For open-source projects, 2010 was an interesting year. While they weren’t the most popular open-source projects around even when Sun controlled them, Oracle made a lot of developers angry by dumping OpenSolaris and allegedly neglecting OpenOffice.org.
On the other side of that coin, the company managed to bring new contribution commitments for the OpenJDK from Apple and IBM, so the company cannot be called weak on open source.
The Apache Foundation also had a busy year, with Hadoop taking most of the spotlight. The open-source map/reduce implementation was the most popular project at Apache in 2010, whether you’re measuring by code contributions, sub-projects or discussion lists.
Hadoop’s diverse ecosystem grew in conjunction with a growing need for big data solutions. Subprojects of Hadoop addressed the need to make sense of all this big data. The Mahout project continued to expand its machine-learning development tools for use with Hadoop, and the NoSQL Cassandra project introduced the ability to transfer data into Hadoop directly from Cassandra.
Speaking of NoSQL, the hype cycle was at its absolute peak for these new-fangled databases in 2010. While NoSQL was the buzzword for developers looking to relieve database bottlenecks, by the end of the year, the bloom was already coming off of the rose. Dozens of NoSQL choices, coupled with the extreme immaturity of nearly all NoSQL projects, combined to make these faster data stores somewhat less appealing than they were at the beginning of the year.
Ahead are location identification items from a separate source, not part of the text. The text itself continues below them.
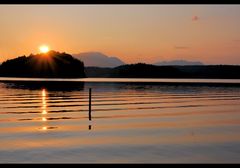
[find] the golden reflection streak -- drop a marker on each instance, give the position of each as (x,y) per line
(44,108)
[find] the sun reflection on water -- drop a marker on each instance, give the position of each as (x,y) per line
(44,109)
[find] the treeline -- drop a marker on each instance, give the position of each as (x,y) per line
(49,65)
(142,70)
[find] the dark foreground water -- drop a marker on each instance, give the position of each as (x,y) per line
(130,123)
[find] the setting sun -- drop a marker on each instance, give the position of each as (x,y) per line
(44,49)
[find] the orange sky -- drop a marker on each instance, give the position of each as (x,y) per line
(133,33)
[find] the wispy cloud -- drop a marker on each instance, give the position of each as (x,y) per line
(181,47)
(195,18)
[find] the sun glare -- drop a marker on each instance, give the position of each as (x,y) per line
(44,49)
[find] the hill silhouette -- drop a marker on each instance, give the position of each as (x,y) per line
(52,64)
(179,62)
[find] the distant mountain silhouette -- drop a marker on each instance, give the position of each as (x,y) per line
(142,70)
(97,59)
(49,65)
(178,62)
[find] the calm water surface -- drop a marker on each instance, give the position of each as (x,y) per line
(130,122)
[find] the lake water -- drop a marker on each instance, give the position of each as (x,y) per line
(132,121)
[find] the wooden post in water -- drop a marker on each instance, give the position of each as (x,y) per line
(90,103)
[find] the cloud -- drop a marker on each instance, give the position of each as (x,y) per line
(181,47)
(195,18)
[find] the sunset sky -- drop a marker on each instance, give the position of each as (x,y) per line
(133,33)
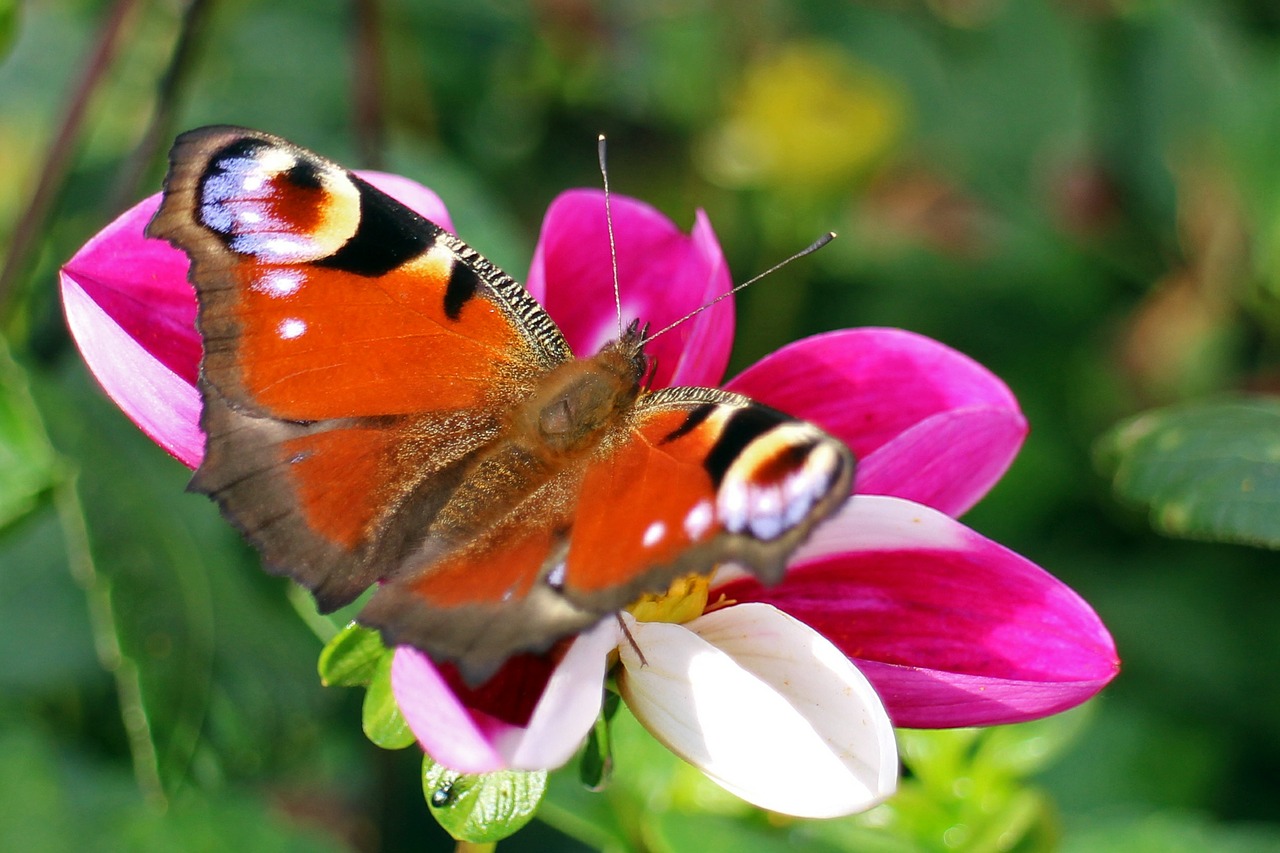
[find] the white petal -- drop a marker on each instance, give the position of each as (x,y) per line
(568,706)
(764,706)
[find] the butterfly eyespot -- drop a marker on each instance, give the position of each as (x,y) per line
(387,409)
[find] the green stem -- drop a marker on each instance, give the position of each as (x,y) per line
(31,223)
(172,83)
(124,670)
(368,83)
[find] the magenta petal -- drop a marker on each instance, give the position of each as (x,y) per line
(161,402)
(446,729)
(926,422)
(947,461)
(951,628)
(471,742)
(663,274)
(142,286)
(412,195)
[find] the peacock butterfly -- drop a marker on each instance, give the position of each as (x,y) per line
(382,405)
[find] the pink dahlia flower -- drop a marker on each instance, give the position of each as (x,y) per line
(892,614)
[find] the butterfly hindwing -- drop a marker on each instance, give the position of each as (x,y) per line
(383,405)
(691,478)
(355,352)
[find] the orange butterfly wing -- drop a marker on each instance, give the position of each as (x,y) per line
(382,404)
(691,478)
(355,352)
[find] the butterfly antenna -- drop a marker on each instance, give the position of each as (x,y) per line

For fans of the AMQP standard, SpringSource snatched up RabbitMQ, giving that open-source AMQP implementation corporate backing. Google purchased Instantiations, and while the Instantiations tool chain was not and is not open source, Google released WindowBuilder Pro, WindowTester Pro and CodePro Analytix for free.
Finally, Linux saw another year of growth, both on developer desktops and on the server. At this point, Microsoft is second fiddle in the data center, and the Linux community, led primarily by Red Hat, has been adding compelling features and reworking older systems. The new Completely Fair Scheduler, for example, smoothes out the wrinkles that made it tough to predict schedule execution in real-time systems.